Singular homology about $\mathbb{R}^n$ without coordinates axis

Question

I've tried to compute singular homology of $\mathbb{R}^n$ without his $n$ coordinates axis.

I think that Mayer Vietoris is a good idea but I dont know what are the better open.

Thanks

Answer 1

Following the idea of @Omnomnomnom (and fixing it) the space deformation retracts onto $S^{n-1}\backslash\{\pm e_1,\ldots, \pm e_n\}$ where each $e_i=(0,\ldots,0,1,0,\ldots,0)$ is a unit vector. So all together it is a sphere without $2n$ points. The deformation is induced by normalization $v\mapsto\frac{1}{\lVert v\rVert}v$.

A sphere without a point is homeomorphic to the Euclidean space of the same dimension (via stereographic projection) and so we obtain that your space is homotopy equivalent to $\mathbb{R}^{n-1}\backslash\{v_i\}_{i=1}^{2n-1}$. Note that we "lost" one point due to homeomorphism.
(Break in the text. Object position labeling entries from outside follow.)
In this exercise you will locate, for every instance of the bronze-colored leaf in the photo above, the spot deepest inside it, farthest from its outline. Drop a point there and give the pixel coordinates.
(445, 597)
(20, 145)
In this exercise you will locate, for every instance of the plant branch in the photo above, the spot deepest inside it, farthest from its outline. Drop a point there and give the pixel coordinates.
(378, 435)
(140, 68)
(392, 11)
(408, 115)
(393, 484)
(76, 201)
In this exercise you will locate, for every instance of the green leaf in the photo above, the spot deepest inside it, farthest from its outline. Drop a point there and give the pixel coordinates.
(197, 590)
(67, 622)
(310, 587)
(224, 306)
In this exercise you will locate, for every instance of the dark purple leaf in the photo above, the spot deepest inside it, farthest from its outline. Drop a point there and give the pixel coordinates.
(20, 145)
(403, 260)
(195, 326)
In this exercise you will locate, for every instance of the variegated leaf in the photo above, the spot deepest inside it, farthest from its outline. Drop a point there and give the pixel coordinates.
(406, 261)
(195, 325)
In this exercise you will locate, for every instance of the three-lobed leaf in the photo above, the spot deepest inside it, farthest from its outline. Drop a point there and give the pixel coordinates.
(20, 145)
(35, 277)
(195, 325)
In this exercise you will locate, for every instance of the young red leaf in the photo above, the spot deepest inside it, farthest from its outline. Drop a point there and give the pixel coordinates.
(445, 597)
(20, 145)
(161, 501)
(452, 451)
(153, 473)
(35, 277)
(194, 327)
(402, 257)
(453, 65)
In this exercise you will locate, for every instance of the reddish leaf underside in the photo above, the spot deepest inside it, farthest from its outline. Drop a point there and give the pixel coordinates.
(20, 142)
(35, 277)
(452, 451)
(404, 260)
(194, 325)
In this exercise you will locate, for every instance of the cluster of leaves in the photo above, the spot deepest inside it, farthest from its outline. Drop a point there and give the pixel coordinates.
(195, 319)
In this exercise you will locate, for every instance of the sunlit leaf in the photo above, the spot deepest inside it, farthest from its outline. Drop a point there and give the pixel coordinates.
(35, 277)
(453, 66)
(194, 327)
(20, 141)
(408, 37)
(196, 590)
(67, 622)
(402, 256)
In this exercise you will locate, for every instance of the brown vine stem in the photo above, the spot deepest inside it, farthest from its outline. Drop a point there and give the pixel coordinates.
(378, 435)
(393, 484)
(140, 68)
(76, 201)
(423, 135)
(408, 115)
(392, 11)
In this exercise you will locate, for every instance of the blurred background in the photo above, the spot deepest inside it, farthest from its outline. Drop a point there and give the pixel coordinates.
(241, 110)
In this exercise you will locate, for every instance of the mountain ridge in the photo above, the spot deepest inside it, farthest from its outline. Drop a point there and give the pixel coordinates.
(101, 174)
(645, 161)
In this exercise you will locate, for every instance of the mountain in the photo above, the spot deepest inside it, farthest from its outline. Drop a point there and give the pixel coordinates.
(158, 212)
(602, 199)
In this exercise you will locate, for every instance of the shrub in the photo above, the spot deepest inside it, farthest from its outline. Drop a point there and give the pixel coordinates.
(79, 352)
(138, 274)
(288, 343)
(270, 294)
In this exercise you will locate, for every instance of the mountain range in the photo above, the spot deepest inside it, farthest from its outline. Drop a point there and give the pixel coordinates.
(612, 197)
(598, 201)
This space on the other hand can be shown to be homotopy equivalent to the wedge sum of $2n-1$ spheres each of dimension ${n-2}$. And thus the final (reduced) homology is

$$\tilde H_k(X)=\bigoplus_{i=1}^{2n-1} \tilde H_k(S^{n-2})=\begin{cases}\mathbb{Z}^{2n-1} &\text{if }k=n-2 \\ 0 &\text{otherwise} \end{cases}$$

The cases $n=0,1$ have to be treated separately but are rather trivial if valid.